By Balazs Koranyi and Frank Siebelt
FRANKFURT (Reuters) – The coronavirus pandemic demonstrates in the clearest terms why central banks must take a bigger role in fighting climate change even if the issue at first appears unrelated to monetary policy, European Central Bank board member Isabel Schnabel said.
Initially just a health crisis, the pandemic has set off economic shockwaves around the globe, affecting every nation and forcing central banks to provide unprecedented support to underpin economic activity.
With climate change posing an even bigger risk, the ECB must keep this issue high on its agenda as it reviews its policy framework, Schnabel told Reuters in an interview.
“Climate change is probably the biggest challenge we are facing, much bigger than the pandemic,” Schnabel said.
“Even though this health shock was entirely unrelated to monetary policy, it nevertheless has huge implications for monetary policy,” she said. “The same is true for climate change and this is why central banks cannot ignore it.”
Through its supervisory arm the ECB could require banks to provide a climate risk assessment, which could then affect their access to central bank funding if this assessment has a direct implication on collateral valuations, Schnabel said.
The central bank should also push the European Union to add a green element to its long-delayed project to set up a capital markets union as a focus on green finance could give the bloc a competitive advantage, she argued.

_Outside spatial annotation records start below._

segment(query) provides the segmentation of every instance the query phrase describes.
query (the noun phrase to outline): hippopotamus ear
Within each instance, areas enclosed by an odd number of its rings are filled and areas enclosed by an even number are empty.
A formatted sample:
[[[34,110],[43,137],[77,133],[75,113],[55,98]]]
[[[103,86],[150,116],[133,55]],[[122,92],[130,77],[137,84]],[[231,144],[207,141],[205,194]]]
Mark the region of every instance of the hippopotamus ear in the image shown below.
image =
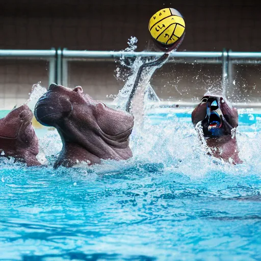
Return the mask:
[[[239,115],[236,108],[230,108],[222,97],[220,98],[220,109],[224,118],[233,128],[239,125]]]

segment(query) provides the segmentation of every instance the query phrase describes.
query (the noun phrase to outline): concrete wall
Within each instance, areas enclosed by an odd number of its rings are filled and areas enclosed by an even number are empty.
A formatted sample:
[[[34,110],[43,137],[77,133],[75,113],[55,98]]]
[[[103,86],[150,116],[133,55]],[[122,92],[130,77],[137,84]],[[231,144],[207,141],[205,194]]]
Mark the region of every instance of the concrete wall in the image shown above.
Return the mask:
[[[184,0],[164,5],[160,0],[3,0],[0,2],[1,49],[120,50],[136,36],[139,50],[150,36],[147,24],[159,9],[176,8],[185,16],[186,35],[180,50],[260,50],[261,3],[255,0]],[[116,94],[123,84],[114,77],[115,63],[73,62],[69,86],[81,85],[96,98]],[[0,61],[0,107],[28,97],[32,85],[48,83],[44,62]],[[232,99],[259,101],[260,67],[237,66]],[[152,85],[164,99],[191,100],[213,86],[219,89],[217,65],[165,65]],[[245,86],[244,86],[245,85]],[[247,96],[250,95],[250,96]],[[233,96],[232,96],[233,95]],[[250,97],[250,98],[249,98]],[[171,98],[169,98],[171,97]]]

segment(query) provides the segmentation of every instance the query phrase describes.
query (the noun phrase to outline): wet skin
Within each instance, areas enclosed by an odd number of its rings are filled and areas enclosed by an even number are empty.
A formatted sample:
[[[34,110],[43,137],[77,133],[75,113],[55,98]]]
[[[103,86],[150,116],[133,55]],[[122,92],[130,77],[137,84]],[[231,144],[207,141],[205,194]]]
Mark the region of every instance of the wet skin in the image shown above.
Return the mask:
[[[35,114],[40,123],[56,128],[61,137],[63,148],[54,168],[132,156],[129,138],[133,116],[93,100],[80,86],[71,89],[51,84],[36,103]]]
[[[239,156],[236,137],[238,111],[223,97],[204,96],[193,111],[192,120],[195,127],[201,122],[203,137],[199,138],[205,140],[211,155],[233,164],[243,162]]]
[[[32,125],[33,113],[22,105],[0,119],[0,153],[2,157],[13,157],[28,166],[40,166],[38,139]]]

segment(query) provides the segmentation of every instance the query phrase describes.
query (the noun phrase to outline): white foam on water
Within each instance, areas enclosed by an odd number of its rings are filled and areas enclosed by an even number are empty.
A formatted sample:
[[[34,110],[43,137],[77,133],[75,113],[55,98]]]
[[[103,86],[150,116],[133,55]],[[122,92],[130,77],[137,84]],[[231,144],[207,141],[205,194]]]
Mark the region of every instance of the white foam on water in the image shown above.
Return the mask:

Schnabel, who in the past has expressed scepticism about skewing ECB bond purchases towards green bonds, added that her view on the topic was still “developing”.
“There is the view that we should stick very closely to market neutrality,” she said. “And there is the alternative view that markets are not pricing climate risks properly, so there is a market distortion and therefore market neutrality may not actually be the right benchmark.”
Already one of the biggest buyers of green assets, the ECB holds around 20% of the green bonds that are eligible for its purchases, leaving little scope for more buys under its current rules.